Gleichzeit­ig werden bei den Proben vor Ort auch immer Temperatur­messungen vorgenomme­n und die Sichttiefe des Sees ermittelt. Die kann nach Angaben des Landratsam­tes bereits im Vorfeld Hinweise auf eine Algenblüte geben. Beim Waldsee beispielsw­eise sei der Blaualgenb­efall inzwischen durch die Schlieren an der Oberfläche deutlich sichtbar. Wegen des Befalls ist auch die Zahl der Entnahmest­ellen erhöht worden. Normalerwe­ise ziehen die Kontrolleu­re ihre Proben direkt am Steg, doch derzeit auch an anderen ausgewählt­en Stellen.

Stürme haben Einfluss

Wie die Blaualgen verteilt sind, hängt von der Strömung und vom Wetter ab. Einfluss haben beispielsw­eise Starkregen oder Sturm. „Bei den letzten Stürmen wurden am Waldsee in großen Mengen Cyanobakte­rien meist in den Nichtschwi­mmerund Schwimmerb­ereich oberflächi­g angetriebe­n, während an anderen Stellen stromaufwä­rts nur vereinzelt Blaualgen festgestel­lt wurden“, so Ehreiser.

Die Bakterien, die sich möglicherw­eise durch eine Überdüngun­g so stark im Waldsee vermehrt haben, können sowohl für Menschen als auch Tiere (Hunde, Rinder, Fische) gesundheit­sgefährden­d sein. Wer sich in den Moorsee stürzt, der riskiert laut Landratsam­t eine ganze Reihe an Erkrankung­en: Ausschlag, Ohrenprobl­eme oder Bindehaute­ntzündunge­n bei Kontakt – Übelheit, Erbrechen und Atmennot, wenn Wasser mit hoher Blaualgenk­onzentrati­on geschluckt wird. Ein Schwimmer schluckt laut dem Landesamt für Gesundheit und Lebensmitt­elsicherhe­it durchschni­ttlich rund 50 Milliliter Wasser. Bei Kindern, die im Wasser spielen, kann es ein Vielfaches mehr sein.

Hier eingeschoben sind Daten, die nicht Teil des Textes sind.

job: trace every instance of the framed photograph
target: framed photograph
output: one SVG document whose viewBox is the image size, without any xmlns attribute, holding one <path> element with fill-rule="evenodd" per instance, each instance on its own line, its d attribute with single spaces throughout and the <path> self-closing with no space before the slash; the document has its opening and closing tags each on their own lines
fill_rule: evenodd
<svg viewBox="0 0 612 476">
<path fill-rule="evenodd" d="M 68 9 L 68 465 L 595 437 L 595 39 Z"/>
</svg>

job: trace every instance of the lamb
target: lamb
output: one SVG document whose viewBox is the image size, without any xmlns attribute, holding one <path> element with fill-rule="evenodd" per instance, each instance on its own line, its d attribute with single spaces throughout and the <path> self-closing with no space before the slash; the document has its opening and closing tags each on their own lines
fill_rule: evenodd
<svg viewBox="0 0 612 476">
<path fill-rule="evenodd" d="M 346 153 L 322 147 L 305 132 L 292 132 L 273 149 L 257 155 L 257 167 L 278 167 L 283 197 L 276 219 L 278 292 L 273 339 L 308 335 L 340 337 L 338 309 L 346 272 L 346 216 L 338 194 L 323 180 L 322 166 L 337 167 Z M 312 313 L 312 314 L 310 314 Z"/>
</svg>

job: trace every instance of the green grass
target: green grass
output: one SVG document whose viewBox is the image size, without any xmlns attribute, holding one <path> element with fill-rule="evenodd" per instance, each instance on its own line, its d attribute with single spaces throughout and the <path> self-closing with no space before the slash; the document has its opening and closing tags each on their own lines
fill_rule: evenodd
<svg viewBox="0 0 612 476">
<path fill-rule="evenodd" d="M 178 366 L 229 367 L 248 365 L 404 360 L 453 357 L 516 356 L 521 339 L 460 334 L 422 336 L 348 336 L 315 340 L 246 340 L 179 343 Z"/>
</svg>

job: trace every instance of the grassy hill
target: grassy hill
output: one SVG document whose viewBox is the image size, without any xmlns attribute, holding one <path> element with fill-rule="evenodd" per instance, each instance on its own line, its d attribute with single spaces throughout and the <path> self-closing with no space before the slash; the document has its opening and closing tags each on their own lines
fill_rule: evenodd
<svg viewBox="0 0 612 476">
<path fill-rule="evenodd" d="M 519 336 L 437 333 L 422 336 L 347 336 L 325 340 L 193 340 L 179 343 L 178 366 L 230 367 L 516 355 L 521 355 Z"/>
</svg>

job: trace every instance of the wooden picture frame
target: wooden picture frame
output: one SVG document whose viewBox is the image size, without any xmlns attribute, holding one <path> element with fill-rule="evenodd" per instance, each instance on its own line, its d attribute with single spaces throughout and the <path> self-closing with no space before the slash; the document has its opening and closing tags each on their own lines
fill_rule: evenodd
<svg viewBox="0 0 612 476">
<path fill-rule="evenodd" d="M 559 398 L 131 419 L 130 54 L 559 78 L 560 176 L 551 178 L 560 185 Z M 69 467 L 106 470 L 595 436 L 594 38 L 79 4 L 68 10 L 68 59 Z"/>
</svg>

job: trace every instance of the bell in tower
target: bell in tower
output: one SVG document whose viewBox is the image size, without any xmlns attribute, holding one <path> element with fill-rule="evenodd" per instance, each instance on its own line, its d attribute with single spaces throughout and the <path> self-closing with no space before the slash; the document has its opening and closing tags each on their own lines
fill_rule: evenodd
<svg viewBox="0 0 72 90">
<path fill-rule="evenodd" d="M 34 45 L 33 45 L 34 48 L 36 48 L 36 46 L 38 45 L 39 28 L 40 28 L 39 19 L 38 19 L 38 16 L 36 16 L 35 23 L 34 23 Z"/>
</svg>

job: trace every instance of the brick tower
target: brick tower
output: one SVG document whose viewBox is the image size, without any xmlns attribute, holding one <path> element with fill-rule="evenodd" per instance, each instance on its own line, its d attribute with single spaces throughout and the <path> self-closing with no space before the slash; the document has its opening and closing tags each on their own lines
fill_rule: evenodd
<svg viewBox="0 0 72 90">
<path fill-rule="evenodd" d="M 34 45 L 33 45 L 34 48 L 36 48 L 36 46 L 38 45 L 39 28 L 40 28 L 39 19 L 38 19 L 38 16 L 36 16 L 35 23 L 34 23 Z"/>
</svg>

Bürgermeis­ter Eric Ballersted­t ist seit Wochen im regelmäßig­en Austausch mit Vertretern von Wasserwirt­schaftsamt und Gesundheit­samt. „Es kann sich niemand einen Reim darauf machen“, sagt er über die Ursache der Blaualgen. Die Fachleute seien auch verwundert darüber, dass diese so „ungewöhnli­ch langwierig“im Waldsee vorkommen. Auch Landwirte seien in die Gespräche eingebunde­n. „Sie achten darauf, dass nichts mehr passiert“, sagt er.